È stato presentato a Roma, il 22 marzo, dalla Coreis (Comunità religiosa islamica). L'apertura è privista per la primavera dell'anno prossimo.
Il 22 marzo scorso, presso la sala stampa estera di via della Mercede a Roma, è stato presentato un progetto per la costruzione di una moschea a Milano. Si tratta della moschea di via Meda che nell'autunno scorso aveva sollevato aspre critiche della Lega nord e di Alleanza nazionale in seguito al parere favorevole per la sua realizzazione da parte della Commissione stranieri del Comune di Milano.

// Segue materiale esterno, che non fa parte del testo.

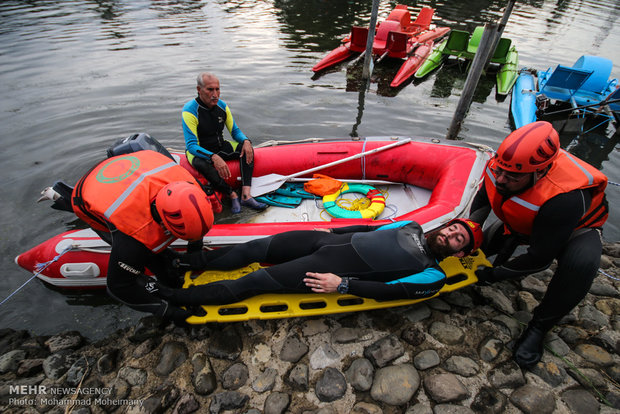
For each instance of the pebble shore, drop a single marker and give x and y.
(448, 355)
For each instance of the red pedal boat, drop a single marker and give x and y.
(396, 37)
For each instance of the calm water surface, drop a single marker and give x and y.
(77, 75)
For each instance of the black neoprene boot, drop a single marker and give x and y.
(529, 347)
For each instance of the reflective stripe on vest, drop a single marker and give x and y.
(566, 174)
(124, 198)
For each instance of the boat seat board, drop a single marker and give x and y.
(424, 17)
(460, 272)
(563, 82)
(474, 40)
(601, 71)
(457, 42)
(359, 35)
(402, 16)
(501, 51)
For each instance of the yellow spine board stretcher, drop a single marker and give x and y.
(460, 273)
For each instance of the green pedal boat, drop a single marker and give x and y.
(463, 45)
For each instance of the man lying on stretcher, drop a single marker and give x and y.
(394, 261)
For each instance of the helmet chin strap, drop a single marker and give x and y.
(154, 213)
(540, 174)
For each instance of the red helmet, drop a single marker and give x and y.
(475, 234)
(184, 210)
(530, 148)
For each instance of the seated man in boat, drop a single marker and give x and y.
(203, 120)
(553, 202)
(395, 261)
(142, 202)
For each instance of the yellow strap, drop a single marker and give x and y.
(460, 273)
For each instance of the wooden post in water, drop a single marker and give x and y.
(473, 76)
(367, 70)
(500, 29)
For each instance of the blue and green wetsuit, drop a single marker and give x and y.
(203, 132)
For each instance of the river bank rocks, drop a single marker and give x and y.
(449, 355)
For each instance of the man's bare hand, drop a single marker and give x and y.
(322, 282)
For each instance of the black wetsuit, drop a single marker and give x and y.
(136, 290)
(393, 263)
(554, 236)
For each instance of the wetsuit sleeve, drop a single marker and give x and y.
(420, 285)
(232, 127)
(189, 121)
(480, 207)
(553, 226)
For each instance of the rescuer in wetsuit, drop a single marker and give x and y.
(553, 202)
(203, 120)
(395, 262)
(140, 203)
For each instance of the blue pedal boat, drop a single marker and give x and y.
(581, 87)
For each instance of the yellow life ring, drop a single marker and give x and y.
(377, 202)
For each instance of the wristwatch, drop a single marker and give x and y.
(343, 287)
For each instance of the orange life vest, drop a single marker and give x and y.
(566, 174)
(120, 190)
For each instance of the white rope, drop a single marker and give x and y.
(607, 274)
(40, 268)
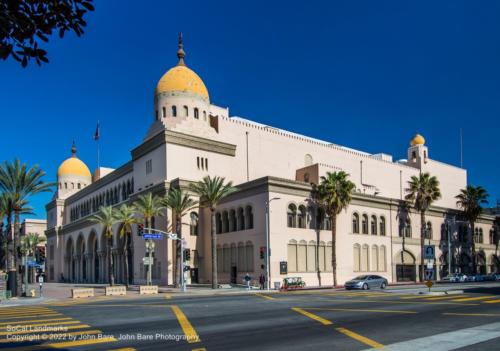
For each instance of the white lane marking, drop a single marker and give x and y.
(450, 340)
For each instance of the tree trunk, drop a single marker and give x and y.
(16, 244)
(422, 243)
(473, 247)
(125, 259)
(215, 284)
(178, 248)
(111, 275)
(333, 217)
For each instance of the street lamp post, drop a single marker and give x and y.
(268, 270)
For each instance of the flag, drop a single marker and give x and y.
(97, 133)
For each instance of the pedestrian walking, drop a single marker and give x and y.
(262, 281)
(248, 278)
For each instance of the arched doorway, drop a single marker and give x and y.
(405, 266)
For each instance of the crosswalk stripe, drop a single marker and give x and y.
(34, 320)
(474, 298)
(79, 326)
(492, 301)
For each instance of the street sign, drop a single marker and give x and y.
(146, 260)
(152, 236)
(429, 251)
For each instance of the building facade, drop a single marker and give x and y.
(190, 138)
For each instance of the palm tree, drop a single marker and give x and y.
(28, 244)
(20, 182)
(335, 194)
(149, 206)
(470, 200)
(180, 203)
(422, 192)
(106, 218)
(125, 215)
(211, 191)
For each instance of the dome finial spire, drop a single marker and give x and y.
(180, 51)
(73, 149)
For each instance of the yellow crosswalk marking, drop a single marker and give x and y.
(473, 298)
(360, 338)
(312, 316)
(186, 326)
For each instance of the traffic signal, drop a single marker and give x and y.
(140, 229)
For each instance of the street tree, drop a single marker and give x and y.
(211, 191)
(335, 194)
(421, 193)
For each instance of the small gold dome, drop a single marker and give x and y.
(417, 140)
(73, 166)
(182, 79)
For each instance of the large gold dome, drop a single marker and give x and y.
(182, 79)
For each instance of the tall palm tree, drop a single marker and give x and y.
(211, 191)
(125, 216)
(335, 193)
(106, 218)
(149, 206)
(470, 200)
(21, 182)
(181, 203)
(422, 192)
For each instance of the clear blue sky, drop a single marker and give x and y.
(364, 74)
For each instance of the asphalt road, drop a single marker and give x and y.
(305, 320)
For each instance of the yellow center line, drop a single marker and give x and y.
(360, 338)
(35, 321)
(492, 301)
(265, 296)
(472, 314)
(79, 326)
(474, 298)
(312, 316)
(186, 326)
(360, 310)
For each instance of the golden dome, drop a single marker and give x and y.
(417, 140)
(182, 79)
(73, 166)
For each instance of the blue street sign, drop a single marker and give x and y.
(152, 236)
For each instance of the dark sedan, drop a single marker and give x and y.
(366, 282)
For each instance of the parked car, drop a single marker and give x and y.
(455, 278)
(366, 282)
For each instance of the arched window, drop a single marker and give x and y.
(373, 225)
(428, 231)
(292, 216)
(241, 219)
(232, 221)
(218, 223)
(225, 222)
(355, 223)
(356, 258)
(364, 224)
(382, 226)
(302, 216)
(193, 225)
(249, 217)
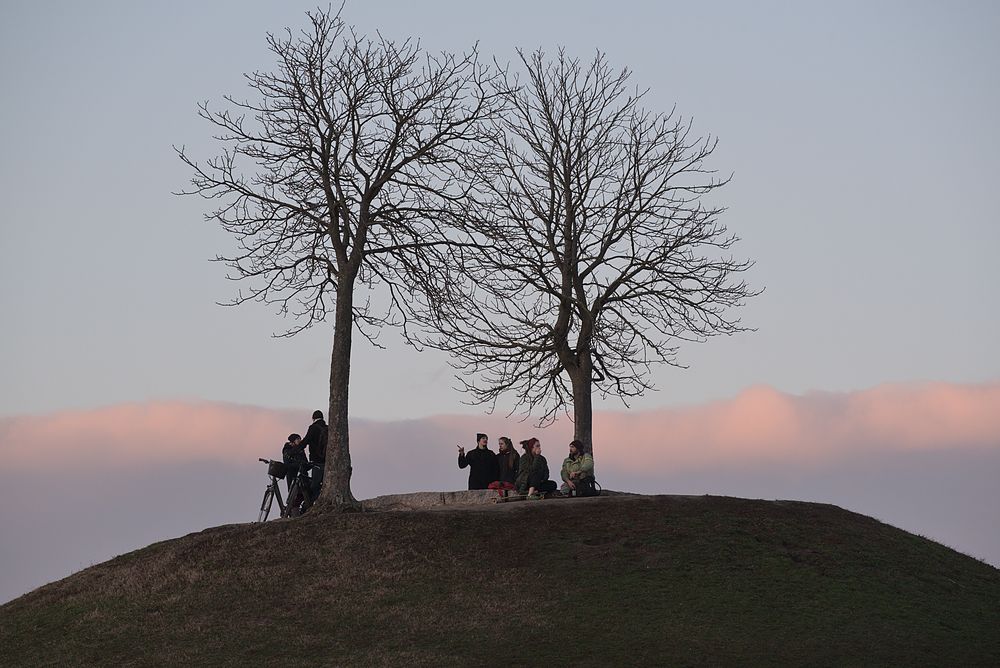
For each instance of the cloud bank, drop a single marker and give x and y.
(922, 457)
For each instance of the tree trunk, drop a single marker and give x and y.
(583, 411)
(337, 476)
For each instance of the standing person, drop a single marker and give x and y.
(507, 466)
(507, 461)
(579, 466)
(482, 463)
(315, 440)
(538, 480)
(293, 455)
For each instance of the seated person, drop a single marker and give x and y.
(293, 454)
(524, 465)
(538, 478)
(578, 466)
(507, 466)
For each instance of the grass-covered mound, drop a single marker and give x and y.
(606, 581)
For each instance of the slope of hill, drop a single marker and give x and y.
(634, 580)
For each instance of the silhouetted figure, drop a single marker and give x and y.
(315, 440)
(293, 455)
(482, 463)
(577, 469)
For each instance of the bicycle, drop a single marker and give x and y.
(300, 487)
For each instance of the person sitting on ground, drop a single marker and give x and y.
(315, 440)
(482, 463)
(293, 454)
(507, 464)
(538, 480)
(524, 465)
(579, 466)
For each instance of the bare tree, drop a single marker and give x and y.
(598, 251)
(336, 179)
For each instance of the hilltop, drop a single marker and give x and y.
(649, 580)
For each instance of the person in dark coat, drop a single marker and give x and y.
(538, 478)
(315, 440)
(293, 455)
(482, 463)
(507, 461)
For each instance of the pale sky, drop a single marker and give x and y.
(862, 138)
(864, 148)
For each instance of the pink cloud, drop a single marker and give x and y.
(759, 426)
(146, 434)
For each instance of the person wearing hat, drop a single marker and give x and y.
(538, 478)
(315, 440)
(293, 455)
(577, 468)
(482, 463)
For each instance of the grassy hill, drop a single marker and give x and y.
(633, 580)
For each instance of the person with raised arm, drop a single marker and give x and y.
(482, 463)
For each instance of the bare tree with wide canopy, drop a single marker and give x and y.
(598, 251)
(336, 180)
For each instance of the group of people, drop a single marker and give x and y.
(528, 472)
(294, 455)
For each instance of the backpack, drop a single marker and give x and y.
(587, 487)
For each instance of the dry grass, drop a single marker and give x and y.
(647, 580)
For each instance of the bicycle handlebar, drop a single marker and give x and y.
(308, 465)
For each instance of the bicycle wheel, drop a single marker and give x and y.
(291, 508)
(265, 504)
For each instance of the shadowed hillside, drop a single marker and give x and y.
(605, 581)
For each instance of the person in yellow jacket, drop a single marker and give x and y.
(578, 466)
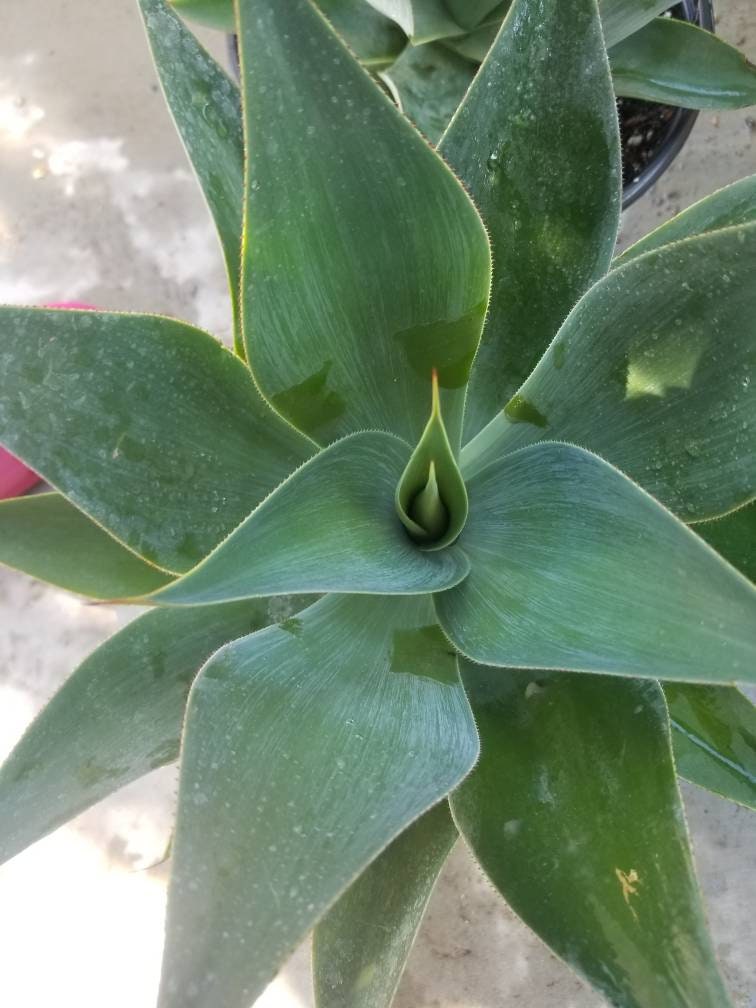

Il progetto, che prevede la trasformazione di un vecchio stabilimento in disuso in moschea, è stato presentato dalla Coreis (Comunità religiosa islamica), una nota comunità di musulmani di origine italiana, in attesa di un riconoscimento ufficiale da parte dello stato come ente morale di "culto" e che in passato aveva presentato allo stato italiano una bozza di Intesa, senza esito positivo.
La conferenza stampa è stata indetta dalla Coreis in collaborazione con il "Comitato parlamentare per l'Intesa islamica", composto da una quarantina di parlamentari fra deputati e senatori di diverse estrazioni politiche, e capeggiato da Umberto Giovine di Forza Italia che aveva controfirmato il comunicato stampa relativo a questa iniziativa. Lo stesso Giovine, in questa occasione, pur avendo promosso la conferenza stampa ha difeso le tesi anti-interculturali del politologo Giovanni Sartori, mettendo in guardia contro l'"ideologia multiculturale", affermando in sostanza che si può sostenere il pluralismo e la tolleranza ma non l'interazione culturale.
La Coreis considera, invece, la posa della prima pietra della moschea al-Wahid, così è stata "battezzata" la moschea di via Meda, come un simbolo di integrazione di una piccola comunità nel tessuto sociale italiano.
La realizzazione della piccola moschea al-Wahid (che avrà una capienza di circa 150 persone) sarà in parte autofinanziata dalla comunità stessa e in parte con donazioni di organizzazioni non governative islamiche internazionali. "Noi non vogliamo né algerizzare né pakistanizzare questa moschea. A livello politico e finanziario vogliamo che sia un'iniziativa di cittadini musulmani italiani, indipendente dal controllo dei paesi islamici" ha affermato Yahya Pallavicini membro del direttivo della Coreis e futuro imam (guida della preghiera) della stessa moschea.
L'apertura ufficiale di questa moschea "tutta italiana" è prevista per la primavera dell'anno prossimo.